Y decidió dejarlo todo atrás. Marcharse de la ciudad que la
vio crecer. Dar un último abrazo a su familia hasta que pudiera costearse un
viaje de vuelta. Acariciar a su perrita de doce años, quizá por última vez en
su vida canina. Sacar un billete para dentro de tres horas y cargar con una
maleta con lo justo para sobrevivir. Dejar su trabajo, el cual seguro que no
añoraría, pero sí a todo el que conoció allí. Con cuántos perdió el
contacto. De cuántos no pudo despedirse siquiera.

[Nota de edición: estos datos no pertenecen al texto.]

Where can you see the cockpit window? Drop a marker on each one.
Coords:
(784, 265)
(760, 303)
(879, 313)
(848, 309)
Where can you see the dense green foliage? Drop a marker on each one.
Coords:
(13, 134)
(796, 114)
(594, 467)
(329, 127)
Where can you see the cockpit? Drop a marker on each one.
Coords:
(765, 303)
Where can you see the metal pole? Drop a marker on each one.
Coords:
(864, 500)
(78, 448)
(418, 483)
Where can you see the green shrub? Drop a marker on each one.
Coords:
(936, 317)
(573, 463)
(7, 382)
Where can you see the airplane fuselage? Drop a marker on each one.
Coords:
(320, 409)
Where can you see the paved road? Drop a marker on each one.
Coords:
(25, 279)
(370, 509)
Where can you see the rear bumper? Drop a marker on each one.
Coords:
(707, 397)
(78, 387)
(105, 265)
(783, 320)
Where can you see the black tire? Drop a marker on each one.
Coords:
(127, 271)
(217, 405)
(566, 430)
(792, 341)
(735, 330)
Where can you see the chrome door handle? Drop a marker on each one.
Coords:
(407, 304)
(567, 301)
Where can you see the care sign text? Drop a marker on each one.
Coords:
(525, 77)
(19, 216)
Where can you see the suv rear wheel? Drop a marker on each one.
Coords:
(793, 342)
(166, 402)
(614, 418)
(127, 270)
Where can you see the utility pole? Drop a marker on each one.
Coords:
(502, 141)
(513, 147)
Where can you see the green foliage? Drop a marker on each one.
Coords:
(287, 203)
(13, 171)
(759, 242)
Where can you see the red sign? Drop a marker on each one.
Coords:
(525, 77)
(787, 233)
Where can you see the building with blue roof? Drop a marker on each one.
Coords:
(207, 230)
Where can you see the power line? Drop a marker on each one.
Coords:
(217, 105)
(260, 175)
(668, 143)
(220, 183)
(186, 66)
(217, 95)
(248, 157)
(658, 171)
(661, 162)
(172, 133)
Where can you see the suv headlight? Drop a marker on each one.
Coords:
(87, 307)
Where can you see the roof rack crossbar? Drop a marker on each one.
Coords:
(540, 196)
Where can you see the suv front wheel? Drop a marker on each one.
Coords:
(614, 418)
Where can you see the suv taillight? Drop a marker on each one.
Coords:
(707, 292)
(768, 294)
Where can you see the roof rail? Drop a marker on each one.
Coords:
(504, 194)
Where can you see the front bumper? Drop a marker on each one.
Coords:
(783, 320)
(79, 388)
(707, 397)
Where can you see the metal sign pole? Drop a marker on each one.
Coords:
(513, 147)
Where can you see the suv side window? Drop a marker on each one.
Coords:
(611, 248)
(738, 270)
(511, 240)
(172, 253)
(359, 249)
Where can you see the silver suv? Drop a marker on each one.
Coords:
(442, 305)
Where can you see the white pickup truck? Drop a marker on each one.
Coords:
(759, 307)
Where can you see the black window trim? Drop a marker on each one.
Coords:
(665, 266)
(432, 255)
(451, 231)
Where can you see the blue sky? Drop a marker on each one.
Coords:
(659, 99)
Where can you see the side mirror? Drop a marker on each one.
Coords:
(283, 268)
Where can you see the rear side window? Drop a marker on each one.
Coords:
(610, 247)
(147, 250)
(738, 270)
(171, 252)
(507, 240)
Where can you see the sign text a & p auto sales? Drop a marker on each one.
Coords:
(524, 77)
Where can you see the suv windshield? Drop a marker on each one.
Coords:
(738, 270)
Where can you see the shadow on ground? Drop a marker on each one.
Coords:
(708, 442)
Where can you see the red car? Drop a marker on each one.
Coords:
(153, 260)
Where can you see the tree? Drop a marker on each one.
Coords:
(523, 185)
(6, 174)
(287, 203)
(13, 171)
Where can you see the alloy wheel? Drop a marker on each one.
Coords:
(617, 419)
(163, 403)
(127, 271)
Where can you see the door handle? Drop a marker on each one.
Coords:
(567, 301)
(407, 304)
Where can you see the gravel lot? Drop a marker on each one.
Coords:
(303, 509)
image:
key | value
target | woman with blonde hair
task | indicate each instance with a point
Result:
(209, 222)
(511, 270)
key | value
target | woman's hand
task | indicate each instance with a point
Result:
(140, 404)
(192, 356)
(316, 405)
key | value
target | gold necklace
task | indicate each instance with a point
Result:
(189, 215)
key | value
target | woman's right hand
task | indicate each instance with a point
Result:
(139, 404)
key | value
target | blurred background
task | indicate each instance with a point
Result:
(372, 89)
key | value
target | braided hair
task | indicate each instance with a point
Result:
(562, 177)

Todo por él. No era dependencia, sino un deseo de compartir
una vida juntos. Si él debía marcharse, ella lucharía por crecer y establecerse
en su destino. Jamás se lo pidió. Fue el corazón quien se lo rogó, quien aceptó
que, de entre todas las posibilidades, debía decidir esa. En todos los años
siguientes, no se arrepintió ni un momento, aunque fuera consciente de todo lo
que perdió, fue su decisión y la de nadie más. Un trabajo mejor. Unos vecinos
encantadores. Un gato adoptado que se coló por su balcón.
Otra vez. Él debía partir. Sin embargo, antes de que ella
pudiera escuchar a su corazón, pareció que su amante creyó que era quien debía
decidir. Dio por hecho que decidiría por los dos. Le dio una orden.
Y decidió que lo dejaría todo atrás su puta madre. Que se
marcharía de esa ciudad su puta madre. Que daría últimos abrazos y caricias a
su puta madre. Que sacaría ese billete su puta madre y cargaría con una maleta su
puta madre. Dejaría su trabajo su puta madre. Perdería el contacto con su puta
madre y, en este caso, se quedaría sin despedirse de su puta madre.
En el amor, las órdenes a su puta madre.